Lors de la deuxième journée de la conférence, la sociologue et autrice kurde, Dilar Dirik a déclaré que le mouvement kurde était l’un des mouvements démocratiques les plus puissants d’Europe et c’est pourquoi il était criminalisé en Europe.

Concernant la situation socio-politique dans le monde, Dilar Dirik déclaré qu’on assistait à une fragmentation au niveau mondial. « Lors de la dernière conférence, on parlait de l’augmentation de l’organisation des femmes, mais en même temps, il y avait aussi une augmentation des mouvements racistes et fascistes. Les Trump, Erdoğan, Bolsonaro sont le résultat de mouvements fascistes, ils représentent la face nue du patriarcat capitaliste. (…)

Le libéralisme est imposé aux luttes émergentes des femmes et le « pinkwashing » [procédé mercatique utilisé par un État, organisation, parti politique ou entreprise dans le but de se donner une image progressiste et engagée pour les droits LGBT] a lieu face à la violence de l’OTAN. Même leurs propres mouvements sont appropriés par le néolibéralisme et transformés en un produit du capitalisme. Le système capitaliste lui-même utilise l’image des femmes en lutte et tente de s’emparer des mouvements féministes. Quel type de résistance est autorisé et lequel est criminalisé ? Le mouvement kurde en est un bon exemple. (…) »

 

En ce qui concerne la Coupe du monde au Qatar, Dirik a demandé « pourquoi personne ne parlait du fait que le Front islamiste Al-Nosra était cofinancé par le Qatar.
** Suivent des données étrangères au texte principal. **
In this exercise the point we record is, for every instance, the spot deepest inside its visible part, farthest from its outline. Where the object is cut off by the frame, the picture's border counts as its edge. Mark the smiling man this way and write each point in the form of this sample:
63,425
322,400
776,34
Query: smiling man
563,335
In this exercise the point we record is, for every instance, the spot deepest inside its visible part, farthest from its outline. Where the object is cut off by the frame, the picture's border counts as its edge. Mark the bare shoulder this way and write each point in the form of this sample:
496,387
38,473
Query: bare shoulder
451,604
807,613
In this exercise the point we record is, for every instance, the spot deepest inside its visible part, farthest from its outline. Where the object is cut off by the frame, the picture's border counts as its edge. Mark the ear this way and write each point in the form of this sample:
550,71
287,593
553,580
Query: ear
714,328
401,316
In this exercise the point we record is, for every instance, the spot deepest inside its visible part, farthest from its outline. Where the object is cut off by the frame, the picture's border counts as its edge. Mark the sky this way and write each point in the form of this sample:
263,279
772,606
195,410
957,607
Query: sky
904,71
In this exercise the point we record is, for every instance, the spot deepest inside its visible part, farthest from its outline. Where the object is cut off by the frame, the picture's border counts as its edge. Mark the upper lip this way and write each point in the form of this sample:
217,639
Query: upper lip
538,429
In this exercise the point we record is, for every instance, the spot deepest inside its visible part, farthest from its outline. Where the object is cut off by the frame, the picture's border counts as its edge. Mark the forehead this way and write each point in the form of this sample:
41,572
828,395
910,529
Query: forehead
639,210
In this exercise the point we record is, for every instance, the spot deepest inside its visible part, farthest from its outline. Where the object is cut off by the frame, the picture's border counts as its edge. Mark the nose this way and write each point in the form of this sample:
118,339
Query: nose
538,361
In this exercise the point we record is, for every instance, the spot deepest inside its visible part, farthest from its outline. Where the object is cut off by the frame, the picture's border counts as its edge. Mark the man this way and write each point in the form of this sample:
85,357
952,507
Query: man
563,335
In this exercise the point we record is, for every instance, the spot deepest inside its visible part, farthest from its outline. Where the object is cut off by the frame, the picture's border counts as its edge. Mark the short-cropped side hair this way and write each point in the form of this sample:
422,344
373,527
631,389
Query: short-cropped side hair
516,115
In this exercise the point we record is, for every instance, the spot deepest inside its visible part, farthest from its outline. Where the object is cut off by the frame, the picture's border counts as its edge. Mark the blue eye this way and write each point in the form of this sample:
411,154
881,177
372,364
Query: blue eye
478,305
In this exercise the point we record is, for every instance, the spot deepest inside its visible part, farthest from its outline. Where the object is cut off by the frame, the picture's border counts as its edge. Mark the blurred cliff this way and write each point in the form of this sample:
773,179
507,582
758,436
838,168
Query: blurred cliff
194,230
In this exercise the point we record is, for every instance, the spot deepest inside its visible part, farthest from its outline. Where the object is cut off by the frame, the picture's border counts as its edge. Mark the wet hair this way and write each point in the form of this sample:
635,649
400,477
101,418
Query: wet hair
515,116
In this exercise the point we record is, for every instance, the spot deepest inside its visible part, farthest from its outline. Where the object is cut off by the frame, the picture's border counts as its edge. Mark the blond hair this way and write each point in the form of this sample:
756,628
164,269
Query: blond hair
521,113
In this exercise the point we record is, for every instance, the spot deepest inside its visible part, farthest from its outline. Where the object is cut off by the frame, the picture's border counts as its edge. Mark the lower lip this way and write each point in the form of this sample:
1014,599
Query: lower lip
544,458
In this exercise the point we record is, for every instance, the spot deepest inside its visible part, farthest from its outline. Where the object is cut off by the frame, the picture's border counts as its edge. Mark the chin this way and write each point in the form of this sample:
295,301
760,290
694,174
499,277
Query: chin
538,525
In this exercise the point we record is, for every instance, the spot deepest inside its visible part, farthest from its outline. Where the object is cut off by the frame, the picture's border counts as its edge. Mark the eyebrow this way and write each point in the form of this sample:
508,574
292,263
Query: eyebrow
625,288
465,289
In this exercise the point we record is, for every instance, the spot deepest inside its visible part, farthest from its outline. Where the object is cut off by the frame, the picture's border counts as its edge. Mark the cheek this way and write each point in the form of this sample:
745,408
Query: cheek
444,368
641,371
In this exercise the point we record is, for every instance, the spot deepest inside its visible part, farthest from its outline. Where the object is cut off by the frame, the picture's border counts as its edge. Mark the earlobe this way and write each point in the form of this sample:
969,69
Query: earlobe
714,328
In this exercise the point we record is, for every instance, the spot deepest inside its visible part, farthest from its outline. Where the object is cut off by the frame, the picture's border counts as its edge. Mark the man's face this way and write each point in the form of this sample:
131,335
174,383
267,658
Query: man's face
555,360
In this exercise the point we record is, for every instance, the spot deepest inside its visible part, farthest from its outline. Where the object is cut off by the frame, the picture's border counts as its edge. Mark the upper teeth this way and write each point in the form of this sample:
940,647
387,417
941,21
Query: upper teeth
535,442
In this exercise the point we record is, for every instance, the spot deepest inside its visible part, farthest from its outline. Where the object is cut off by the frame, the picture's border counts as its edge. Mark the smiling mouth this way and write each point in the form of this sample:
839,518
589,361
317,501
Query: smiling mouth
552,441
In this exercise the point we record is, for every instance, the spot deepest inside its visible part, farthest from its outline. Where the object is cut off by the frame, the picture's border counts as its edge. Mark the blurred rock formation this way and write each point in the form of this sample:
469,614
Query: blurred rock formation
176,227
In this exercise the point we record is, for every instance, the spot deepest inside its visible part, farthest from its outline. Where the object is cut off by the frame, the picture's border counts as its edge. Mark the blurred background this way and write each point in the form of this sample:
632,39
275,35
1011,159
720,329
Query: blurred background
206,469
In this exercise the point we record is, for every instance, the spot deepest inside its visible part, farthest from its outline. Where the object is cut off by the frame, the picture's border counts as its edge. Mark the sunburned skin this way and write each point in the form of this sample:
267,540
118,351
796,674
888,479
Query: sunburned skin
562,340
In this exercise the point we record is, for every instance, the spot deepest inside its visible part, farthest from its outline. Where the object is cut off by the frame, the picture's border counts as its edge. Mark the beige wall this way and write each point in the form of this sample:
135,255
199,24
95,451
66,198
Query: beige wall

Le Qatar est également à l’avant-garde du soutien aux talibans. »

Dilar Dirik a poursuivi en disant qu’il est nécessaire de sortir du discours selon lequel la Turquie est un État voyou et devrait être exclue de l’OTAN. « Au contraire, la Turquie fait partie intégrante de l’OTAN. La production de connaissances ne doit pas être laissée aux États. La ministre allemande des Affaires étrangères, qui se pare du slogan « Jin Jiyan Azadî » [slogan kurde signifiant « femme, vie, liberté »], soutient activement ces forces qui s’en prennent aux femmes. La propagande des États occidentaux est si puissante que beaucoup de gens ne savent même pas combien de crimes l’OTAN commet, quelles guerres elle finance et lesquelles sont menées en son nom. Bien sûr, il est toujours plus facile de critiquer des pays qui ne font pas partie de l’OTAN et de les déclarer ennemis. »

Dirik a expliqué que le mouvement kurde est également l’un des mouvements démocratiques les plus puissants d’Europe. Malgré une criminalisation massive, il est capable d’organiser des manifestations à travers l’Europe en très peu de temps.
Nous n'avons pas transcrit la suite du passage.